Looking at net flow data across AJ Bell’s platform since the start of March and the past two weeks in particular, and among its suite of managed funds, net flows into the AJ Bell Balanced and AJ Bell Moderately Adventurous funds were higher than they had been at the start of the year. Both of these funds have a deliberately higher exposure to bonds, typically a ‘steadier’ asset compared to more aggressive investments like shares.
How investors have been getting more bond and cash exposure
The AJ Bell portfolios were joined by other more ‘cautious’ well-known multi-asset funds, including the Vanguard LifeStrategy’s 60% and 80% equity options.
The Royal London Short-Term Money Market fund also got more attention, a type of fund which effectively offers investors a low risk alternative to money in a cash savings account.
Investors have also been buying bonds directly, with the HM Treasury gilt 0.125% proving popular in April, along with ETFs tracking fixed income assets like the iShares Ultrashort Bond ETF.
AJ Bell's Investment team made a nod to their bond exposure during their Q1 review, having allocated towards the shorter end of the yield curve.
And it’s not just AJ Bell or its customers who have been buying bonds. The latest Bank of America survey is one of the most popular sentiment checks for asset management, covering 170 respondents managing $511 billion in assets. It found that asset allocators have have been buying more bonds.
‘Global conflict’ is the most common worry for fund managers according to the survey, followed by inflation then a ‘disorderly rise in bond yields’.

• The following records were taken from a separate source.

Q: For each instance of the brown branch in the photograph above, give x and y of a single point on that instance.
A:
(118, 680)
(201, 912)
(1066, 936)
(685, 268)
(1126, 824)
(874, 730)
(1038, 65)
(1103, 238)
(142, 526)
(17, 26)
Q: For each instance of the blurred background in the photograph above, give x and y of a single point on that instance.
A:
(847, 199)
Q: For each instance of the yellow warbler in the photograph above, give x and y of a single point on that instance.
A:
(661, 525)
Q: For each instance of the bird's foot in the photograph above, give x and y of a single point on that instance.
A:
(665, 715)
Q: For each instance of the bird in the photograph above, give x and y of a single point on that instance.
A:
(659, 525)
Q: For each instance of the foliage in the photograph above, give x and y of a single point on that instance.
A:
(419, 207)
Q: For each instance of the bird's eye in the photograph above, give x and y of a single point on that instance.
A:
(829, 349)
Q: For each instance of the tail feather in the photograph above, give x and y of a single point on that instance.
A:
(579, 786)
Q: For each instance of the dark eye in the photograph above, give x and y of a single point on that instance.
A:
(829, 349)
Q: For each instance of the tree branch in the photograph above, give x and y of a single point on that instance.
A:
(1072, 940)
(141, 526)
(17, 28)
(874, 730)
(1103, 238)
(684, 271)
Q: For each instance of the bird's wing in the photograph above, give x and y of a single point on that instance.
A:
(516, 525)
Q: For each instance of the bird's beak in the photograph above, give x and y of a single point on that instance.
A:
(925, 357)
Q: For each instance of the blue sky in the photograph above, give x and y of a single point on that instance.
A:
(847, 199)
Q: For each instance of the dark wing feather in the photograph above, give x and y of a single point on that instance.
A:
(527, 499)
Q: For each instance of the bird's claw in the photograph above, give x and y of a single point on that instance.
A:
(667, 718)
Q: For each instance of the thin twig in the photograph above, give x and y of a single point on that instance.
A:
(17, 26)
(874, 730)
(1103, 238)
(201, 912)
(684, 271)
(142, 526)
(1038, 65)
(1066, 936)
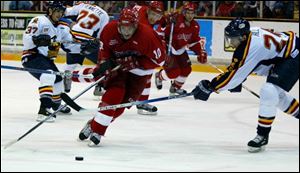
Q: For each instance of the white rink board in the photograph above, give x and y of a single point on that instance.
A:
(186, 135)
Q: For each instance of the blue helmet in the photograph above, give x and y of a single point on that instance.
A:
(237, 27)
(57, 5)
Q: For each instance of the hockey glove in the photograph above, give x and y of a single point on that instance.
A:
(202, 57)
(41, 40)
(237, 89)
(103, 68)
(89, 46)
(127, 63)
(202, 90)
(53, 50)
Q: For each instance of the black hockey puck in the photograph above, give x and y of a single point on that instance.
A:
(79, 158)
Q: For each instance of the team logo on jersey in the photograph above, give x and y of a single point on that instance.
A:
(113, 42)
(46, 29)
(242, 25)
(181, 25)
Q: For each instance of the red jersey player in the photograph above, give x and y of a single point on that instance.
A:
(185, 36)
(138, 49)
(149, 15)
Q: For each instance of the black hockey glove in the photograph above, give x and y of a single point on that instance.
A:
(127, 63)
(41, 40)
(104, 68)
(202, 90)
(89, 46)
(237, 89)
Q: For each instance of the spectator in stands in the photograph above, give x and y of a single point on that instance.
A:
(225, 8)
(204, 8)
(37, 5)
(239, 10)
(288, 9)
(278, 10)
(250, 8)
(20, 5)
(267, 12)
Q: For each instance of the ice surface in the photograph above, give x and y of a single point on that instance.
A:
(186, 135)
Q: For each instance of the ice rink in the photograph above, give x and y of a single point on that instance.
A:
(186, 135)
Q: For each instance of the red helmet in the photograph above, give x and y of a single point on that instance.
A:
(190, 6)
(128, 16)
(157, 6)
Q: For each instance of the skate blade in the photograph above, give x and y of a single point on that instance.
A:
(144, 112)
(92, 145)
(42, 118)
(61, 113)
(256, 149)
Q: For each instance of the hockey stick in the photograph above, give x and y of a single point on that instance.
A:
(78, 108)
(32, 70)
(65, 105)
(246, 88)
(171, 32)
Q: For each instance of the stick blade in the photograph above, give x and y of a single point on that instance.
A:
(10, 143)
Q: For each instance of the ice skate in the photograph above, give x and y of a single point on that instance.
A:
(67, 81)
(158, 82)
(174, 91)
(45, 113)
(64, 111)
(86, 131)
(258, 144)
(146, 109)
(94, 140)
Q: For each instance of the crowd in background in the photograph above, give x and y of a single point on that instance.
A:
(271, 9)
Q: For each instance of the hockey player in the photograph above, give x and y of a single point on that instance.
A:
(259, 50)
(124, 43)
(90, 21)
(149, 15)
(41, 45)
(185, 36)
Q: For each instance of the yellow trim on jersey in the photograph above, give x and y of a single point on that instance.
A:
(221, 85)
(46, 89)
(289, 44)
(265, 121)
(56, 97)
(63, 23)
(293, 108)
(80, 34)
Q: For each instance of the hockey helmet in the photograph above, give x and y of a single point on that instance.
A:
(128, 23)
(128, 17)
(237, 28)
(189, 6)
(56, 5)
(157, 6)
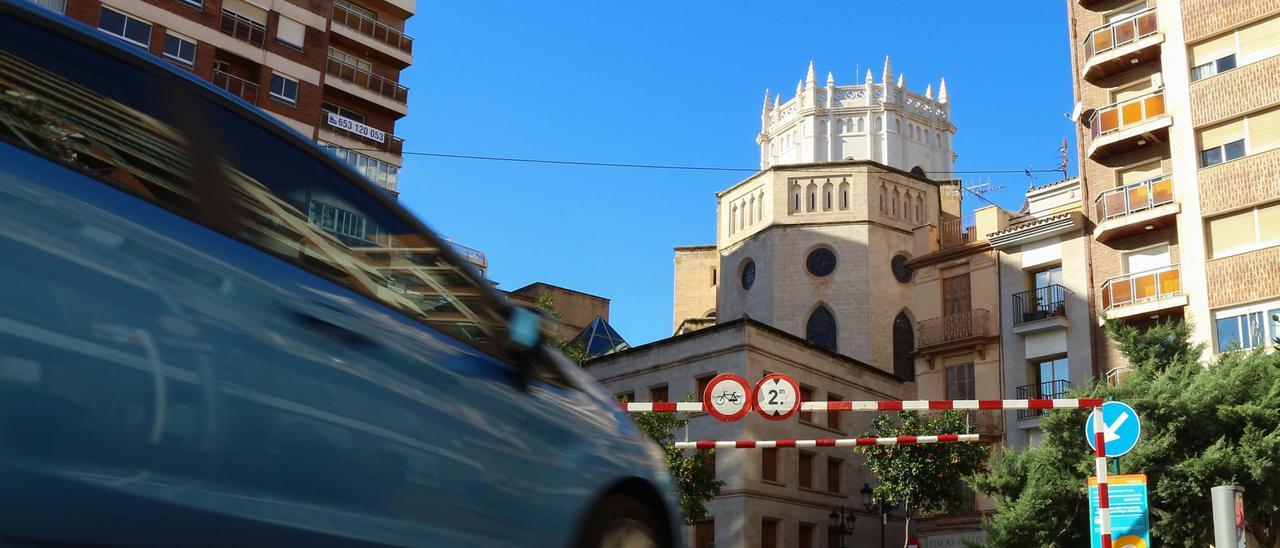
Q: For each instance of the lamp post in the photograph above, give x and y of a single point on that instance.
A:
(842, 523)
(877, 505)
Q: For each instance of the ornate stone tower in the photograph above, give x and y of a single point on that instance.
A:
(881, 122)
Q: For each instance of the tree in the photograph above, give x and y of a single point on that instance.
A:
(1203, 425)
(694, 474)
(922, 478)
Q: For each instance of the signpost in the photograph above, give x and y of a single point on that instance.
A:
(777, 397)
(1120, 429)
(1130, 525)
(727, 397)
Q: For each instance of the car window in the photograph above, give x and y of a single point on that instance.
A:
(140, 129)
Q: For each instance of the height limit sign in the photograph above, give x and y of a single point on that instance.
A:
(777, 397)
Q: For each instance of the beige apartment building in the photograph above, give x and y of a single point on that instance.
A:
(1179, 132)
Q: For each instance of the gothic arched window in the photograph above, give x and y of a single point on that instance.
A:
(821, 329)
(904, 345)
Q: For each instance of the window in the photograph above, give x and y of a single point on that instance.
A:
(805, 396)
(1244, 231)
(1246, 45)
(179, 50)
(821, 329)
(704, 534)
(833, 416)
(1247, 327)
(658, 393)
(960, 384)
(904, 347)
(126, 27)
(291, 32)
(769, 464)
(821, 263)
(805, 469)
(284, 88)
(768, 533)
(833, 466)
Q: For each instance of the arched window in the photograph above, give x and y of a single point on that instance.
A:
(904, 347)
(821, 329)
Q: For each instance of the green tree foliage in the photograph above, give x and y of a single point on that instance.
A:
(693, 473)
(1203, 425)
(922, 478)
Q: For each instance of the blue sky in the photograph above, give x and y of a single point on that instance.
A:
(681, 82)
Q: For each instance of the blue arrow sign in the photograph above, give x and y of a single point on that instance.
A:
(1120, 428)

But it’s not all doom and gloom because although fund managers are feeling tetchier than they were when the Strait of Hormuz was fully open, sentiment isn’t as bad as it was this time last year after the announcement of ‘Liberation Day’ tariffs.
Equities are still getting inflows too
While investors have been upping their defensive stakes that doesn’t mean they’ve become completely risk averse as equity funds and stocks have remained popular since the start of April.
Among AJ Bell funds, AJ Bell Adventurous portfolio continued to see strong inflows in the first two weeks of April. As its name suggests, this fund is for investors able to tolerate a higher level of risk than the other managed funds because it holds 100% in equities, one of the riskiest types of investment assets in the market.
Global index trackers have also continued to see inflows, namely the HSBC FTSE All World ETF and the Vanguard version. In terms of individual stocks, tech firms Micron and Microsoft proved popular too.
Why do investors opt for bonds?
Bonds are classed as less risky than equities and are typically a relatively ‘stable’ part of a portfolio. At the most basic level bonds are a type of loan to a government or company, in exchange for regular interest payments (known as the coupon) and the promise that your original investment will be repaid at the end of a fixed period.
This fixed payment element is what gives bonds their reliable, consistent nature, although they are still subject to price changes. Bond prices move up and down and that impacts the yield investors can expect while they own it. Bond prices and yields have an inverse relationship. When the bond price rises, yields fall and vice versa.
During March, as the Iran conflict escalated, most sectors averaged an overall loss bond bonds losses were much narrower than the equity portfolios, around 1-2% versus double digit losses in emerging market or UK equity funds, according to data from FE fundinfo.